Como tal, e por precaução, comprei duas Red Bull, um Bounty e umas pastilhas elásticas de mentol no quiosque em frente. Dão sempre jeito mas, desta vez, nem por isso porque viajei sozinho. Ainda bem. Poder esticar as pernas e braços sem nos preocuparmos com a malta ao lado é bastante relaxante.
Interposto sempre agradável
Bruxelas. Cachorro quente e, que se dane, uma Hoegaarden Large. Perdido por 1, perdido por 10. E sempre tinha as pastilhas de mentol.
A espera foi curta e nem deu tempo para matar o vício. No mesmo voo seguia em primeira classe, e duas filas à minha frente, o Paulo Rangel. Teve tratamento especial ao ponto de lhe pegarem no casaco e o colocarem num cabide. O meu ficou ali todo encorrilhado entre as minhas costas e o assento. Gente importante é outra coisa.
Voltemos à viagem. Passei-a a lutar contra o sono pelo que me lembro de muito pouco. A não ser da sande de fiambre e do copo de branco alentejano bem fresco que me soube pela vida. E mais água. A TAP é, para mim, a melhor companhia aérea do mundo. Não tenho dúvidas.
Continuemos. Despertei na fase de descida ao Aeroporto Francisco Sá Carneiro. Adoro ver o Porto lá de cima. E sorri. Sorri quando ouvi um casal falar francês mas dizer “Dragão”, “Douro” e “Porto de Leixões” com aquele sotaque carregado do Norte. Há pessoas que se denunciam com uma facilidade incrível. Tal como o Paulo Portas. É tudo uma questão de tempo até descobrirmos quem realmente são.

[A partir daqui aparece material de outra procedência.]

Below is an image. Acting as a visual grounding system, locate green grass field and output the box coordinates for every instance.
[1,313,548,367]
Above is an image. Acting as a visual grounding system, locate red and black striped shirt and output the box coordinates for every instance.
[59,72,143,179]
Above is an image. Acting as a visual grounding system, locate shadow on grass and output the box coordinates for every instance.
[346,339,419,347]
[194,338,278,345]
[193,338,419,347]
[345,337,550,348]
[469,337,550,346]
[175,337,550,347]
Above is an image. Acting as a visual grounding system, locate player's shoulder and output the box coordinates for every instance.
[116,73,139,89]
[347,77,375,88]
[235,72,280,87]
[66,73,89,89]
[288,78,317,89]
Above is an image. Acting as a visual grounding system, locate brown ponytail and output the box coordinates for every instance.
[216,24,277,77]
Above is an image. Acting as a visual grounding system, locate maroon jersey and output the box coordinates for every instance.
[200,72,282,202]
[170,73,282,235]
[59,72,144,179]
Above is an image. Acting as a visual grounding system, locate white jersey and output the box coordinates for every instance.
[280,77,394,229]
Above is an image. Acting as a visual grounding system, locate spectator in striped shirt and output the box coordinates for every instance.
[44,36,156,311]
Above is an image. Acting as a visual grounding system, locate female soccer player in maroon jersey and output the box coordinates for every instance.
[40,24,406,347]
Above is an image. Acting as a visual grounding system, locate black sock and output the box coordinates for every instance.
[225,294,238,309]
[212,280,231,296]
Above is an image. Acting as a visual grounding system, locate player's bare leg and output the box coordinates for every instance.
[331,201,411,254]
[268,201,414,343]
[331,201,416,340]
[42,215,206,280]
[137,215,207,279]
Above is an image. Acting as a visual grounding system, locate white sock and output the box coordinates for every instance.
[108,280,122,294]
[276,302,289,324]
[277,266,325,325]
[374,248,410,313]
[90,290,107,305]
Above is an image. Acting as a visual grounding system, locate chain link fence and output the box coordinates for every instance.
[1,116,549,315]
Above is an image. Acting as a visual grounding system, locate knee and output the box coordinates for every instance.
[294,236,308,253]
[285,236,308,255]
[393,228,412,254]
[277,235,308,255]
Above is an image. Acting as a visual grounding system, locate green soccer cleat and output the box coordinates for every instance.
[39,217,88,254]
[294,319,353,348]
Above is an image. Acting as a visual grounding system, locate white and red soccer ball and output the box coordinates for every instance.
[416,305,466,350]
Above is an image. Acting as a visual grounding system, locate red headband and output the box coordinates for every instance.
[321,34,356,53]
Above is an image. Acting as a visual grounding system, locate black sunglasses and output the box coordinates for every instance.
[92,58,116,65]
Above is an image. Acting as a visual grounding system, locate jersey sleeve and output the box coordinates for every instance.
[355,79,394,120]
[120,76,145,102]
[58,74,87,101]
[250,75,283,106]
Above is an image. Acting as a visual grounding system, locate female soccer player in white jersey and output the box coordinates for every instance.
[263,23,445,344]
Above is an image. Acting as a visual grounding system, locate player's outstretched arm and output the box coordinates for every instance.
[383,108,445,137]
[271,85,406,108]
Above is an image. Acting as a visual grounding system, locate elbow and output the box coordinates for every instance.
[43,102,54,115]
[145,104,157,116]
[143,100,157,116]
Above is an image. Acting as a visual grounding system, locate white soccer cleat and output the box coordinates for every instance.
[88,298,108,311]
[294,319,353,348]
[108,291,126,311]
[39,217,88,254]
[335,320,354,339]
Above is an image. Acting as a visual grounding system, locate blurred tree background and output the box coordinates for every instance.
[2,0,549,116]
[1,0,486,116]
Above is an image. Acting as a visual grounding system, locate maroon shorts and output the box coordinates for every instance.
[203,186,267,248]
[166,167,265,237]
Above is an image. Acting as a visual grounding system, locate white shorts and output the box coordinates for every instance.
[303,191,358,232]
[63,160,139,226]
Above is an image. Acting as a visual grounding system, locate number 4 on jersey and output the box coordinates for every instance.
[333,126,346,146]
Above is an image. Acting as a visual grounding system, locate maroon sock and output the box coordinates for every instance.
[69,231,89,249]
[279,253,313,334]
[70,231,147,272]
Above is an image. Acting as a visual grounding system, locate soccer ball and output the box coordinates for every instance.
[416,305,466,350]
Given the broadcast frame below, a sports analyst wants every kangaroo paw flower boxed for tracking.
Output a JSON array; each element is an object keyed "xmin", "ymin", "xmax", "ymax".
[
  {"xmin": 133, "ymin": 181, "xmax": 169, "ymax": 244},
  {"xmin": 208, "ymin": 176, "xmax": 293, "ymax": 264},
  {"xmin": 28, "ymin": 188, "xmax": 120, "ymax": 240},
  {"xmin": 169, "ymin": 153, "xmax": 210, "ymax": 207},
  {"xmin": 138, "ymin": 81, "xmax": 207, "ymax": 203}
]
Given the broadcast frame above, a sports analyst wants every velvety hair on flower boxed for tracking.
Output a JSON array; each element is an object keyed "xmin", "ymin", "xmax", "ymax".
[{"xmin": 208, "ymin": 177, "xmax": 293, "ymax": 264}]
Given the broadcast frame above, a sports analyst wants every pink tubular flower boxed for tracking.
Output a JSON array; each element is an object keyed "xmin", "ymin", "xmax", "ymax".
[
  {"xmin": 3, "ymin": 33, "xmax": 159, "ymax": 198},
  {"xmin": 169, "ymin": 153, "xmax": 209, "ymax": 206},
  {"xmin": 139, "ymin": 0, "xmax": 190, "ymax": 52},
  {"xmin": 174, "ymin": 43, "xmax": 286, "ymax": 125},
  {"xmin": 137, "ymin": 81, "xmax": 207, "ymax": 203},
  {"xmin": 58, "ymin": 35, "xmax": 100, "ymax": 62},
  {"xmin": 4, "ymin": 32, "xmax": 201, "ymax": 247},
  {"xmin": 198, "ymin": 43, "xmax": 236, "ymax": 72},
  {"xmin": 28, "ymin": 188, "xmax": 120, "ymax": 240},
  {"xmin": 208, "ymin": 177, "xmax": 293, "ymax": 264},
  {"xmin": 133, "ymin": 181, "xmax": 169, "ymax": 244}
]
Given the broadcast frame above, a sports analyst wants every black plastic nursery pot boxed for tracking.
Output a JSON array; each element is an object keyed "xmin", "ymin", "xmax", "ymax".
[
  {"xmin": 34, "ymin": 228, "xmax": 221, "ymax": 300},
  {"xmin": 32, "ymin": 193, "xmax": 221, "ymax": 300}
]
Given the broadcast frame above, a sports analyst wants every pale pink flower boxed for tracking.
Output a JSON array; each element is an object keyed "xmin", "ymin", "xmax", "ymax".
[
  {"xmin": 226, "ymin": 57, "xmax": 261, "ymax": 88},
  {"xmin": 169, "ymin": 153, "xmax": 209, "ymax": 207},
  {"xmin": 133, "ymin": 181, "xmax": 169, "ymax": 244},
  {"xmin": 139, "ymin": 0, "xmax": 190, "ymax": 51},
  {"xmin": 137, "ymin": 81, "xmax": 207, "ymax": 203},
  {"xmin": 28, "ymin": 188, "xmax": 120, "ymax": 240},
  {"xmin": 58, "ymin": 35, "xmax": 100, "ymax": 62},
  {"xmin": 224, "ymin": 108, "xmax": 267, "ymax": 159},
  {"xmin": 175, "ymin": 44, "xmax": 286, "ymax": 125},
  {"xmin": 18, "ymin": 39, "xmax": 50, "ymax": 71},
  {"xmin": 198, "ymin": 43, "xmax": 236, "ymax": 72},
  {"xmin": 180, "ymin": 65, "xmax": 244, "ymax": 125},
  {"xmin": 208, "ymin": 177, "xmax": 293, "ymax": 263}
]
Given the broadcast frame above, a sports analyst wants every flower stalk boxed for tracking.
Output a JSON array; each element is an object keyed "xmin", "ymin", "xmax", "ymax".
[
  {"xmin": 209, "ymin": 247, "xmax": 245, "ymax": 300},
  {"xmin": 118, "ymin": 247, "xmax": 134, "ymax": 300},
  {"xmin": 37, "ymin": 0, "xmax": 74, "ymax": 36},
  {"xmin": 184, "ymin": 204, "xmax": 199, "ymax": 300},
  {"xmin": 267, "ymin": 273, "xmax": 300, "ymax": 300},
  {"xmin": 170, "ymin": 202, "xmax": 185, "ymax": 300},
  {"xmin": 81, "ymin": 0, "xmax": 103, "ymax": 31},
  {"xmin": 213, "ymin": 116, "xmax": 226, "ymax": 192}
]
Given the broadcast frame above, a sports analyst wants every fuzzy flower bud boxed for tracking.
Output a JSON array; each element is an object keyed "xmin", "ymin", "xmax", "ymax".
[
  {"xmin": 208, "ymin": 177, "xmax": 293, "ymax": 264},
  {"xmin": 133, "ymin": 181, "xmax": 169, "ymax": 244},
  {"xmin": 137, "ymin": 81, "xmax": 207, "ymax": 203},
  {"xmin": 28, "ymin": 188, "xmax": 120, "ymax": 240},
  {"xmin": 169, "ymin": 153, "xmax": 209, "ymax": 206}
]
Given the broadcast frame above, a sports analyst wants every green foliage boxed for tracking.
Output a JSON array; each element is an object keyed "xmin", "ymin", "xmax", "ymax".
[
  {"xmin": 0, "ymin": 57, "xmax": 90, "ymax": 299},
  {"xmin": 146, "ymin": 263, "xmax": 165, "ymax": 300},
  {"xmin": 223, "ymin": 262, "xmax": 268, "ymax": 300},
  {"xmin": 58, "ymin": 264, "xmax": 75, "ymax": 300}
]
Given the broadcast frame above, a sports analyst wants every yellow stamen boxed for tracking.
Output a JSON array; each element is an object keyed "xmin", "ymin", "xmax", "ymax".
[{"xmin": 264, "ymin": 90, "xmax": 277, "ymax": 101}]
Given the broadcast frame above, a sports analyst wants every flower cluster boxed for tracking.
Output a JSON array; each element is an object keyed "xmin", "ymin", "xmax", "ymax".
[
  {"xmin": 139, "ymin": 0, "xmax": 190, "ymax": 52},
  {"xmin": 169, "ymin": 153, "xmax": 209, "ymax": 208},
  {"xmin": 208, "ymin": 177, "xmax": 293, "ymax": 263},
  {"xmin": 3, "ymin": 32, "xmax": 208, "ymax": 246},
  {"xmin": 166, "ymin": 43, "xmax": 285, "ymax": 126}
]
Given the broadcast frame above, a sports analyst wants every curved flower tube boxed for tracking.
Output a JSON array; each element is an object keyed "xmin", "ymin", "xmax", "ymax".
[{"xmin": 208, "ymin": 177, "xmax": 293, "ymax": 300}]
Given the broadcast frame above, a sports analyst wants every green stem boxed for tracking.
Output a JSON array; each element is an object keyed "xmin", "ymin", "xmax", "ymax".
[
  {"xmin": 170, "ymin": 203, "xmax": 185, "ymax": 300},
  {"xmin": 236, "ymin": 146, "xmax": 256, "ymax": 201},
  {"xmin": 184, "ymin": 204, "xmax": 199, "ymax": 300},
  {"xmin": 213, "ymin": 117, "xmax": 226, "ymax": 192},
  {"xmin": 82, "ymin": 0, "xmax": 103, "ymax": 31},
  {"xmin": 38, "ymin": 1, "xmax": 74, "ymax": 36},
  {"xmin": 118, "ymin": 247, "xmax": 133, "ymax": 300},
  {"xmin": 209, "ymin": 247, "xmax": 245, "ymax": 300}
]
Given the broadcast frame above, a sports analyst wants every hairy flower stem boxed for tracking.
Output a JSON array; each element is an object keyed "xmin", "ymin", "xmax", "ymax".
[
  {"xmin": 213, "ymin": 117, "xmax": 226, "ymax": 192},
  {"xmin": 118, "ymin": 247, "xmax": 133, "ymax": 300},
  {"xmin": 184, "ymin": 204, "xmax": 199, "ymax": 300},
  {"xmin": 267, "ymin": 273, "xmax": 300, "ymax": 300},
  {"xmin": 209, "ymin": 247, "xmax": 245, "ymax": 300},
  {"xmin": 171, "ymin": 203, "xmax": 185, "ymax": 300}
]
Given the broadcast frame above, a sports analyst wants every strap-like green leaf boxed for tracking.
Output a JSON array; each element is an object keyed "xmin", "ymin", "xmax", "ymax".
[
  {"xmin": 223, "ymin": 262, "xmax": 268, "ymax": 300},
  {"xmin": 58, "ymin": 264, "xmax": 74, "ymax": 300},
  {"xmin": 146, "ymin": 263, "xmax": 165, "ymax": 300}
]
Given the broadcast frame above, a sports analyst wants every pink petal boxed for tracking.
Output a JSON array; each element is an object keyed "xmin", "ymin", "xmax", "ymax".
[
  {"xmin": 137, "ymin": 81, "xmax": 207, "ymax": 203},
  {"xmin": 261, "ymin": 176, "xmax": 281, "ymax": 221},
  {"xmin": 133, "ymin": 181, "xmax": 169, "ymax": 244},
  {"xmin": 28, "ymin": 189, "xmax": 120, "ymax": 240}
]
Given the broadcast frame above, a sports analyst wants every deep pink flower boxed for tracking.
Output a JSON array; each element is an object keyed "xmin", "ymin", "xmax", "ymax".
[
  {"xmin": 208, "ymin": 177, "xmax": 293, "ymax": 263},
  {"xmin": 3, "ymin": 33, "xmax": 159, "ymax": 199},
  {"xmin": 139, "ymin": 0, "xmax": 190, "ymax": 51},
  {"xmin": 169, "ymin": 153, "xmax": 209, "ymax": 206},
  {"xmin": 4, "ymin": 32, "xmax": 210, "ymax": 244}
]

A aterragem foi boa. As bagagens apareceram rapidamente. Bebi um café a sério. Quente. O meu irmão esperava-me lá fora e levou-me a casa. Senti calor e suei. Muito. O corpo desabituou-se destas temperaturas. Mas não importa. Até me soube bem. Adoro o meu país e a cidade onde cresci faça chuva ou sol. Para mim não há nada igual.
Já em casa não desfiz as malas porque estive a escrever esta crónica. E daqui a uns minutos vou jantar com ele - o meu irmão Sérgio - no pátio das traseiras cá de casa e pôr a conversa em dia. Só com ele porque os pais estão fora de Portugal. Nada é perfeito, infelizmente.
Importante e, isso sim, é que irei saborear um bom frango no churrasco e degustar um fantástico maduro branco do Douro ao jantar, entre outras coisas. O habitual sempre que cá venho. E, antes de ir dormir, talvez uma pastilha de mentol.